Bu ülkenin çiftçileri, gençleri, işsizleri de vardır… Mutfakların vazgeçilmezi domatesten maydanoz değin toprağı ekerek yetiştirenler, bu ülkenin yarını olan bilinenler, genç yaşlarına karşın ellerine yapacakları her hangi bir iş verilmeyenler… Çevrenizde yok mu gerçekten?
Adana’dan hangi yöne giderseniz gidin, bugünlerde yemyeşil halıya benzeyen ekin tarlalarının arasından geçerek gidersiniz. Bu üreticinin emeğidir. Ama ne emek? Daha toprağa tohumu düşürmesiyle birlikte karşılaştığı masrafların üstesinden gelmek için çabalar. Tohumu yabancı markalıdır, ilacı yabancı markalıdır, gübresi yabancı markalıdır, mazotu yabancı markalıdır. Üretici tüm bu ‘yabancı’ patentli girdilerin karşısında direnerek hasat zamanına ulaşır. Belirlenecek taban fiyatını bekler.

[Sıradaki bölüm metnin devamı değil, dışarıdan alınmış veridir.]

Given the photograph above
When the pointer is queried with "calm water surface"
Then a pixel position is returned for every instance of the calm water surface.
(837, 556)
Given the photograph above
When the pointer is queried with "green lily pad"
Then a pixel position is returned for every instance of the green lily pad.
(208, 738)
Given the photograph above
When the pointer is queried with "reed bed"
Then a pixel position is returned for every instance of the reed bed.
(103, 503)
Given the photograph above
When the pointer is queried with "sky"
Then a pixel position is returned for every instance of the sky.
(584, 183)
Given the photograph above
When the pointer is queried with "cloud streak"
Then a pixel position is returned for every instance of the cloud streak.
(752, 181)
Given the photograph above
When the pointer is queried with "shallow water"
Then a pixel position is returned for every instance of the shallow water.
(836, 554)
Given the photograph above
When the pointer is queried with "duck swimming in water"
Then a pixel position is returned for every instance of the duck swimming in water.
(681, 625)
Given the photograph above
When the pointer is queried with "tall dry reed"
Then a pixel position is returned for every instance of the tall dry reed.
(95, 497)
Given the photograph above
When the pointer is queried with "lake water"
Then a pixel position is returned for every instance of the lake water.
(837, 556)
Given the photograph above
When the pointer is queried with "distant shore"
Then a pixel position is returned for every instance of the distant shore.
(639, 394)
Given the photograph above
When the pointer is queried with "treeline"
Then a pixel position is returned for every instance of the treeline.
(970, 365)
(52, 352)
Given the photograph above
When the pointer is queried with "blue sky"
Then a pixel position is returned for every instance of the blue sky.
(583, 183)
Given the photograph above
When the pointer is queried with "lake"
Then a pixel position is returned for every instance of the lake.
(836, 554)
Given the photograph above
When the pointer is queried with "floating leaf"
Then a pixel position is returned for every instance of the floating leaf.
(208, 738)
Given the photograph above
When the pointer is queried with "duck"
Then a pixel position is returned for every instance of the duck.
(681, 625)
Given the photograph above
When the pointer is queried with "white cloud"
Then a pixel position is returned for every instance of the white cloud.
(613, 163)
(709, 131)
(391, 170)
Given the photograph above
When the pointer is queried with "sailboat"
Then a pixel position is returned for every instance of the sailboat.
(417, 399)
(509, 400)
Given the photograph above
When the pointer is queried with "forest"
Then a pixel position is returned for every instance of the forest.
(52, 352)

Sonra bir de iktidarın hasat ürününü dışalımla sağlamasına da tanık olur! Düşünebiliyor musunuz, bugün ülkemizin topraklarında, yerli tohumla ekim yapılabilmek birçok yerde olanaksız. Ayrıca ülkemizin topraklarında üretilen ürünlerin birçoğunun dışalımı yapılıyor! Çiftçinin ‘başkaldırmamasının’ anlamı var mı?
Politikacılar, en çok gençler üzerine kurgularlar kendilerini. Beklenti ‘hep’ gençlerdedir! Çünkü gelecek odur, çünkü dinamik odur, çünkü koşacak odur, çünkü enerji odur… Bu böyle olmasına karşın, gençliğin beştebirinin işsizliğinden söz ediyor devletin kurumu. Bağımsız araştırmalar bunun daha da çok olduğunu söylüyor! İnsanın en dinamik, en enerjik, en dinç döneminde ‘çalışamaması’ salt ona olmadığını bilmeyen yok! Bulunduğunuz sokağı baştan sona dek gitmenize de gerek yok! Her an karşılaşabileceğiniz bir olgu…

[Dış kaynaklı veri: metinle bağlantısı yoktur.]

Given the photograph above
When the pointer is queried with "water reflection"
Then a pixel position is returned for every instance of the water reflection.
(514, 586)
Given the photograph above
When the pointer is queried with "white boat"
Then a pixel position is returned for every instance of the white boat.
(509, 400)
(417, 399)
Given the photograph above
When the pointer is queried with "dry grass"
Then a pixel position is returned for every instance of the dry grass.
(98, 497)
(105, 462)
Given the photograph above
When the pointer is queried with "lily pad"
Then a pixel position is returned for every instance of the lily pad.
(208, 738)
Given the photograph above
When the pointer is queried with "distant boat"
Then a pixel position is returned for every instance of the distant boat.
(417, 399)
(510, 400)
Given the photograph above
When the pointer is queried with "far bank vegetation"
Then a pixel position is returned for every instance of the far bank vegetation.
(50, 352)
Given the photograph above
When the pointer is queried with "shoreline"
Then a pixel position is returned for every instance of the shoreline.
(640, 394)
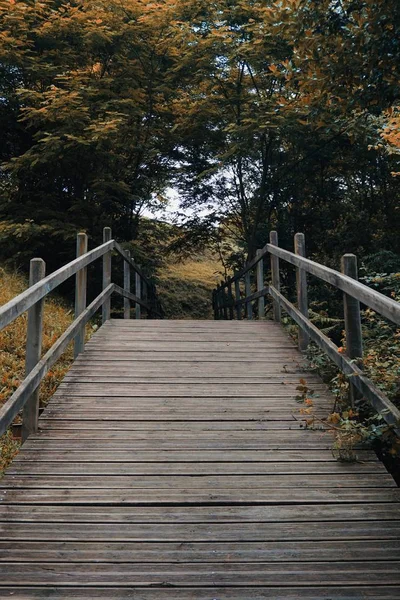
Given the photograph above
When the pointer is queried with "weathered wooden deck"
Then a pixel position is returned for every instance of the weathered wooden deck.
(172, 464)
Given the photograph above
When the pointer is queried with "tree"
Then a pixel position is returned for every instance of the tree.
(88, 92)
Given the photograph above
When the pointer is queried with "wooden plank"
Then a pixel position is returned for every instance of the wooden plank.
(200, 552)
(18, 305)
(13, 405)
(30, 453)
(151, 497)
(385, 306)
(201, 482)
(319, 592)
(204, 532)
(292, 513)
(34, 334)
(206, 468)
(184, 475)
(189, 574)
(376, 398)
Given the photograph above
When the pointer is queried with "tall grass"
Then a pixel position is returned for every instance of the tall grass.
(57, 317)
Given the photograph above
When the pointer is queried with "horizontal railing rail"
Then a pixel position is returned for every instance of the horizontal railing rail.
(226, 303)
(26, 396)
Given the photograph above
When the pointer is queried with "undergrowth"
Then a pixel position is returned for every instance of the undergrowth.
(185, 288)
(57, 317)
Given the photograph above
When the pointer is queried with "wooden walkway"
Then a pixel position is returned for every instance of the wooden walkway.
(172, 464)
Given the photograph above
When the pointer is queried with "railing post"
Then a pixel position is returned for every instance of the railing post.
(30, 412)
(301, 285)
(230, 298)
(80, 292)
(237, 298)
(260, 286)
(352, 319)
(127, 286)
(218, 301)
(247, 287)
(145, 296)
(273, 239)
(224, 301)
(106, 310)
(138, 293)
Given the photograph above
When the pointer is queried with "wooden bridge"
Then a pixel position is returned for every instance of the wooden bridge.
(173, 462)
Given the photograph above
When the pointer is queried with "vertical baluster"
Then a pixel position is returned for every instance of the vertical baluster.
(260, 286)
(247, 286)
(34, 334)
(237, 298)
(352, 319)
(224, 301)
(106, 310)
(273, 239)
(138, 292)
(301, 285)
(127, 286)
(230, 298)
(80, 292)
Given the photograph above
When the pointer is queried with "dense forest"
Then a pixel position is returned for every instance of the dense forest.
(260, 114)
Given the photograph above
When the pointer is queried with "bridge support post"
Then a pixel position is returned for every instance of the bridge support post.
(80, 292)
(273, 239)
(138, 292)
(230, 298)
(352, 319)
(260, 286)
(247, 287)
(127, 287)
(106, 310)
(237, 299)
(302, 294)
(30, 414)
(224, 301)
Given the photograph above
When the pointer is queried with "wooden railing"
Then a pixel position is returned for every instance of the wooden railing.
(227, 303)
(26, 397)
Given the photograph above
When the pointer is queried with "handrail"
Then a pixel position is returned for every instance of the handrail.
(379, 302)
(354, 293)
(21, 303)
(31, 300)
(15, 403)
(378, 400)
(134, 266)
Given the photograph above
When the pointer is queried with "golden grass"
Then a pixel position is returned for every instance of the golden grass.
(185, 288)
(57, 317)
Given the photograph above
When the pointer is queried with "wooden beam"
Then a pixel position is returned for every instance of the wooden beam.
(382, 304)
(29, 297)
(106, 311)
(127, 287)
(260, 285)
(273, 237)
(380, 403)
(230, 298)
(15, 403)
(301, 288)
(248, 301)
(34, 334)
(132, 263)
(138, 290)
(352, 319)
(80, 291)
(237, 298)
(125, 294)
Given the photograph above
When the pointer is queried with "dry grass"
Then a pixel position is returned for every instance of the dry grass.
(185, 288)
(57, 317)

Yaşadığınız kentin marketine, lokantasına, okuluna, parkına giderken kullandığınız sokak yolunda baktıklarınızda bunları göreceksiniz işte…
***
İktidarın ‘her’ konuşma kürsüsünde gündeme oturtturmaya çalıştığı ‘ekonomik büyüme’ nerede diye sorulmalı, bilene anlattırılmalı!
Esnaf, işçi, memur, akademisyen, emekli, öğrenci, çiftçi; bu ülkenin yurttaşları büyümeden ‘ne’ pay olacak ‘o’ sorulmalı…
Yapılan asfalt yollar, boğazı bağlayan köprüler, kentleri saran beton yapılar, daracık alana sığdırılmış koca hastaneler ‘büyümenin’ değil de, günümüz insanının gözlerinin boyanmasıdır aslında; köprülerin, şehir hastanelerinin ‘güvence’ altında yap-işlet-devretçileri koruduğu da unutulmamalı.